Another element of the story, the strike of independent truckers, proved equally elusive. Washington Correspondent Jonathan Beaty knew enough of the arcane ICC regulations to know that, say, raisins are exempt from regulation and any trucker is perfectly free to carry them, unless they happen to be covered with chocolate. Such knowledge helped, but Beaty found that the old rules and conventions are under serious attack. Says he: "The independent truckers are trying to blow apart a time-honored system, and that drives the Teamsters, the trucking industry and various politicians and lobbyists right up the wall--all for different reasons." Atlanta's Marc Levinson found himself being driven right up the wall by the independent truckers for another reason. He was twice given wrong directions to a picketing site by truckers who, he concluded, "didn't know where they were striking."

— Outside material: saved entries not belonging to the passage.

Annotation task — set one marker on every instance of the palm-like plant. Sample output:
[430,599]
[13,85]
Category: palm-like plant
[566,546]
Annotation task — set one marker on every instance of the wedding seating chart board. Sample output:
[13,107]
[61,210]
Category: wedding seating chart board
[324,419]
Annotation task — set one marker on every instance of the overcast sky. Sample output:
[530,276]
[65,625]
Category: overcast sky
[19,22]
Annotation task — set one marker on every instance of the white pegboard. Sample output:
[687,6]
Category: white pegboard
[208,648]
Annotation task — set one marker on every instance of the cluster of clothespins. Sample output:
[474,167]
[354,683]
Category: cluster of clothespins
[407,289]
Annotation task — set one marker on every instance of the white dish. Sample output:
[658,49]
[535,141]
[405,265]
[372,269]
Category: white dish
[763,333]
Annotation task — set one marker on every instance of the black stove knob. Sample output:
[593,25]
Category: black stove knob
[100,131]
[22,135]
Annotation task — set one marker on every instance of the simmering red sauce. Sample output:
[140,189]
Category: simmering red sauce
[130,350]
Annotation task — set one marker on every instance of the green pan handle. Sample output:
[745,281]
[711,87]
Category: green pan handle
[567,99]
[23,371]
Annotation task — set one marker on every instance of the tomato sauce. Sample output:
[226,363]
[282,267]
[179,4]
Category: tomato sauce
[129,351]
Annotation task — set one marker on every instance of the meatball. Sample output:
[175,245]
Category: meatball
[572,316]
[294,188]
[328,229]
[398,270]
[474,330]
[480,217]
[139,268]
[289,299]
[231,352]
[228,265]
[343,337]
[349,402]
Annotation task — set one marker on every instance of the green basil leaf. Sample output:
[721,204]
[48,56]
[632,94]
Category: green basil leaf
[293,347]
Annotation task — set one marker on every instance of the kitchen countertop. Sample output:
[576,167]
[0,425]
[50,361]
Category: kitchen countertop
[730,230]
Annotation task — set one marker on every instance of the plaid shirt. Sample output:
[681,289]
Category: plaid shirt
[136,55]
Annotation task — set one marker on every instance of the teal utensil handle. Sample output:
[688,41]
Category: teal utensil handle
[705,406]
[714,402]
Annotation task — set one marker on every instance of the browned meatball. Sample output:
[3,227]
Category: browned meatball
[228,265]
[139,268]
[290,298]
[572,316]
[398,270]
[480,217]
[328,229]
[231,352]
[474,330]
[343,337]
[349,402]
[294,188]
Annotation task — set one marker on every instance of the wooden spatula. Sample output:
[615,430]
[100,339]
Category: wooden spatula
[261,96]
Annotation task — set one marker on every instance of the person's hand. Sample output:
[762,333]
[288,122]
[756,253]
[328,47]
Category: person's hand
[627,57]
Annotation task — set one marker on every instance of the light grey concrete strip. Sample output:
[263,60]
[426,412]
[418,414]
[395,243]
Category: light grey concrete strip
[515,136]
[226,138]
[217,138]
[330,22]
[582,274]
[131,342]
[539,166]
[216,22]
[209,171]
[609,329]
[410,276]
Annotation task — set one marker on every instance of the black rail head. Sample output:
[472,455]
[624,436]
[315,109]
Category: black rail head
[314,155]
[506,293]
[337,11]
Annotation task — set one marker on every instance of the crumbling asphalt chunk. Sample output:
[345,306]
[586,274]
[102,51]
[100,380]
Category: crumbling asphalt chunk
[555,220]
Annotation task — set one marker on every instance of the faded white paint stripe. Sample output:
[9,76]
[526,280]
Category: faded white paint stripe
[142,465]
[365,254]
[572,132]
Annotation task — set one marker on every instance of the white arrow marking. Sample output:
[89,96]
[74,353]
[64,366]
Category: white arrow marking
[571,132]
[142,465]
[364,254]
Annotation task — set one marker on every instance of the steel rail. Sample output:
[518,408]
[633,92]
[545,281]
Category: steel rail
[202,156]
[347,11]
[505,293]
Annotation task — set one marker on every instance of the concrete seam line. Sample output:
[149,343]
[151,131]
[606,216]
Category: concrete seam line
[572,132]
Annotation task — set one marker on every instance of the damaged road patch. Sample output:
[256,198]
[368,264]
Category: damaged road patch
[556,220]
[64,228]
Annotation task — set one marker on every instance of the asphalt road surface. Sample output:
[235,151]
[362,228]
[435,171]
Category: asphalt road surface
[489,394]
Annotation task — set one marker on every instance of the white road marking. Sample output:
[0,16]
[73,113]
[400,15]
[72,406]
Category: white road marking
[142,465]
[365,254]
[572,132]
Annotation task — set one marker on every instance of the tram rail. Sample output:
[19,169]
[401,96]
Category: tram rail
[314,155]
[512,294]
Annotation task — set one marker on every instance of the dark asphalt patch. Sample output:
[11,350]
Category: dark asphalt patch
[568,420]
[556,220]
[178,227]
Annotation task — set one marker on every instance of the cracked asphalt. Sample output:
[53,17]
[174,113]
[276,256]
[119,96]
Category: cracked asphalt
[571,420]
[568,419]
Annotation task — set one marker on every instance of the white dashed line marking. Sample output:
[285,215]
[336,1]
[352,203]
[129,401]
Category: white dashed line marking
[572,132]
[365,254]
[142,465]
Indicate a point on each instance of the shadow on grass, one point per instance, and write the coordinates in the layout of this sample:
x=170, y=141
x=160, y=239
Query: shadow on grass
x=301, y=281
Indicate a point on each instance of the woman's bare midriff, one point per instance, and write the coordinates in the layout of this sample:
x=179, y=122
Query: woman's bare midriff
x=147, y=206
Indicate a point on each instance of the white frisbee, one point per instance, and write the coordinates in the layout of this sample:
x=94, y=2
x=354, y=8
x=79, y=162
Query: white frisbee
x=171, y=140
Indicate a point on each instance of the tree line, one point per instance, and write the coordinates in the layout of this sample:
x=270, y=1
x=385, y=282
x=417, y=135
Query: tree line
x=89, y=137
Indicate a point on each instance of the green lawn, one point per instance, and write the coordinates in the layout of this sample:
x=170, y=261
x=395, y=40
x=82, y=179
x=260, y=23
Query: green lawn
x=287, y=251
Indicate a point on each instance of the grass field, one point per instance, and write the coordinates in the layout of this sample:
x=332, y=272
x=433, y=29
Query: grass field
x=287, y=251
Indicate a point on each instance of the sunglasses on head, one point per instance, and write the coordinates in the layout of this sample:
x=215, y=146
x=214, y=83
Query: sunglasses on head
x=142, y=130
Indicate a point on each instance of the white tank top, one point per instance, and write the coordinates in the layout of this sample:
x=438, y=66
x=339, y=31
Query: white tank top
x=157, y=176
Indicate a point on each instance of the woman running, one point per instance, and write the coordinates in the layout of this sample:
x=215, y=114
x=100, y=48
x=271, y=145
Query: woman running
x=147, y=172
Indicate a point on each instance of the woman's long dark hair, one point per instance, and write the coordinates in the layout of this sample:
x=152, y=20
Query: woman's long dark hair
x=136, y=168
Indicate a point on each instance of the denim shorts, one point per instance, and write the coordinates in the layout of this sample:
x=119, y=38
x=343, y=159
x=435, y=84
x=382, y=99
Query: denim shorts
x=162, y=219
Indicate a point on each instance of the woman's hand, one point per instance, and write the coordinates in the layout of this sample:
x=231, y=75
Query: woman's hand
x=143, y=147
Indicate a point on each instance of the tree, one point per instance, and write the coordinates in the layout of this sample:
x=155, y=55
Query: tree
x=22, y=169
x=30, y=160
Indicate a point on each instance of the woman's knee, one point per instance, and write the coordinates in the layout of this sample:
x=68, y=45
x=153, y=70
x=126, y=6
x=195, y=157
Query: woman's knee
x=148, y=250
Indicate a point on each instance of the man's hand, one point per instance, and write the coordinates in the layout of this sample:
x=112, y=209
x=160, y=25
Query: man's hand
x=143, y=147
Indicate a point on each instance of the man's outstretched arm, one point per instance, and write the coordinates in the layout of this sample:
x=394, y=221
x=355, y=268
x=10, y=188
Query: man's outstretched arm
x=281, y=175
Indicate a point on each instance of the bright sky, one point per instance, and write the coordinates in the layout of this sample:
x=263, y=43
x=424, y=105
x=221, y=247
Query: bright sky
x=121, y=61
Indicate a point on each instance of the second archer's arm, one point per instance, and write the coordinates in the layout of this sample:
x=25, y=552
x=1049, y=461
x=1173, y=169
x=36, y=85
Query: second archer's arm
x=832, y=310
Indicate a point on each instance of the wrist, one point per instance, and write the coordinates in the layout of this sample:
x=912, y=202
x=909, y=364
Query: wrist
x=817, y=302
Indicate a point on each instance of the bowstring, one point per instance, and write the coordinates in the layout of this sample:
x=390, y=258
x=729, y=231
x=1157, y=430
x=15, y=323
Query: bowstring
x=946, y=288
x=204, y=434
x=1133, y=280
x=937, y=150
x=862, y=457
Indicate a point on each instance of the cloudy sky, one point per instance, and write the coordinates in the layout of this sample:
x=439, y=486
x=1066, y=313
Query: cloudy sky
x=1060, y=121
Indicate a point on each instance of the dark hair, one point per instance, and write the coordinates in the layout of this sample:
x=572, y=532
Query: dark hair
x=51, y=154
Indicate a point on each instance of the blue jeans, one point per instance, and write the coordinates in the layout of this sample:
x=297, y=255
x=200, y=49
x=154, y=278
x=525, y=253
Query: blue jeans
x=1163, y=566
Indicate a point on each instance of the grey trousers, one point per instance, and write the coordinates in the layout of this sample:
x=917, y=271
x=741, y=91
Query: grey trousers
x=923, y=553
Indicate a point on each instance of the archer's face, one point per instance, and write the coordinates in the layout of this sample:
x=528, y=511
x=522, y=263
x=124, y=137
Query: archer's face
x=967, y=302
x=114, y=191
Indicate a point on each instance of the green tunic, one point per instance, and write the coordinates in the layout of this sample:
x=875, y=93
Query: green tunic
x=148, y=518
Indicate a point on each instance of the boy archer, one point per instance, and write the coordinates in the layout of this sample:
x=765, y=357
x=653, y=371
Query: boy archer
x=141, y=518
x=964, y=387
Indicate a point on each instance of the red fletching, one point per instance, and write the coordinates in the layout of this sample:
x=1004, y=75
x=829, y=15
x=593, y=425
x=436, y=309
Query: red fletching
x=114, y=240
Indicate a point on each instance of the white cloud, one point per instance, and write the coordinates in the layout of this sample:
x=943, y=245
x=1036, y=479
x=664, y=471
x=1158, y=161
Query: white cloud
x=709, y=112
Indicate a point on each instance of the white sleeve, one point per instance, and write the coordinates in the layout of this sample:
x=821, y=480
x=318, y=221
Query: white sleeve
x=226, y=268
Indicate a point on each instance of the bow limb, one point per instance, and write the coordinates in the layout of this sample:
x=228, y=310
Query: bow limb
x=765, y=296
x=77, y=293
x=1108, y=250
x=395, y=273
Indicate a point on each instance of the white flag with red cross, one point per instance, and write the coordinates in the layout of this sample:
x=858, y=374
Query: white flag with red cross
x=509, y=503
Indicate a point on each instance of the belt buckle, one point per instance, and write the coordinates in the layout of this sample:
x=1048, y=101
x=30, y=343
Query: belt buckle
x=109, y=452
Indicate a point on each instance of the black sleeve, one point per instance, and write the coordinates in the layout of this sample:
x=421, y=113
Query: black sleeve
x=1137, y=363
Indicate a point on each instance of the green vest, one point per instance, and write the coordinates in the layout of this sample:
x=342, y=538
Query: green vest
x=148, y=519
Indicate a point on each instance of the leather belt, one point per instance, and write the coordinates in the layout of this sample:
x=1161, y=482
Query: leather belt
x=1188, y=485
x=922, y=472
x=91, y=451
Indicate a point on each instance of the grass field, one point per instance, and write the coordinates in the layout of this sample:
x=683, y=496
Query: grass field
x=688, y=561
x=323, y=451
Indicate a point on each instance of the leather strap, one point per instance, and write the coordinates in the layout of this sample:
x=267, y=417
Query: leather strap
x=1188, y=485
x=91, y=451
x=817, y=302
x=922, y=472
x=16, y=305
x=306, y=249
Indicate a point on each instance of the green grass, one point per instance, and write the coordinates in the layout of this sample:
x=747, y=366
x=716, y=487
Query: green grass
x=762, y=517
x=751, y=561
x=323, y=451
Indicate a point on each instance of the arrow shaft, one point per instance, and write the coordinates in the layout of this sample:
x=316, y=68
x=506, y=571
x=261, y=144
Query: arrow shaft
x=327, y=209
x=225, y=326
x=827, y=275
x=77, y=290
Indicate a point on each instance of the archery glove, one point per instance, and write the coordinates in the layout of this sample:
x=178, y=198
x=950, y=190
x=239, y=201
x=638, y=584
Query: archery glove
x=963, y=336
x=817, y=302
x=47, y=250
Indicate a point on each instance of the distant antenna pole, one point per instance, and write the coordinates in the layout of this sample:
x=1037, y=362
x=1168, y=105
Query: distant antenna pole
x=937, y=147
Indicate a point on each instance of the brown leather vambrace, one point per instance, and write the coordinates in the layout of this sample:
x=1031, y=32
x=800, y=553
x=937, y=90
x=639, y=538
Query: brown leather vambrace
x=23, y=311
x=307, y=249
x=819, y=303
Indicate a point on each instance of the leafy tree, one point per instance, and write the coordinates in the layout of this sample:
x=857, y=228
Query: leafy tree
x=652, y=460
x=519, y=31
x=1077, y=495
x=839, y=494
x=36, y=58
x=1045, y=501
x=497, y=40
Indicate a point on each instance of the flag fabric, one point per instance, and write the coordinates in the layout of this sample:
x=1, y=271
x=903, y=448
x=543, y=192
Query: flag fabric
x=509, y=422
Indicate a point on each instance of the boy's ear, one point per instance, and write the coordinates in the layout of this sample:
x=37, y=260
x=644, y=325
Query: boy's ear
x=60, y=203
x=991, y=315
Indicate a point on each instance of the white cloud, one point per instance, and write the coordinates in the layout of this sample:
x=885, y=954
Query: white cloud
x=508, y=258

Besides reporting the gas crunch and truckers' revolt, TIME correspondents, like other citizens, also had to find ways to live with those crises. Levinson says he had to wait three weeks for his building's management to find a parking space for his personal solution to the gas crunch, a bicycle. Beaty got so tired of feeding his gas-guzzling (10 m.p.g.) truck, he now plans to "leave it forever" at his ranch in New Mexico. Then there is the plight of Atlanta Bureau Chief Joe Boyce, who was recently transferred from San Francisco. Recounts Boyce: "The moving team that picked up my furniture in San Francisco decided to sit out the truckers' strike in Arkansas. Meanwhile, my wife, three kids and I are sleeping in Atlanta on rented rollaway beds. If worse comes to worst, we may move to Arkansas to be with our furniture."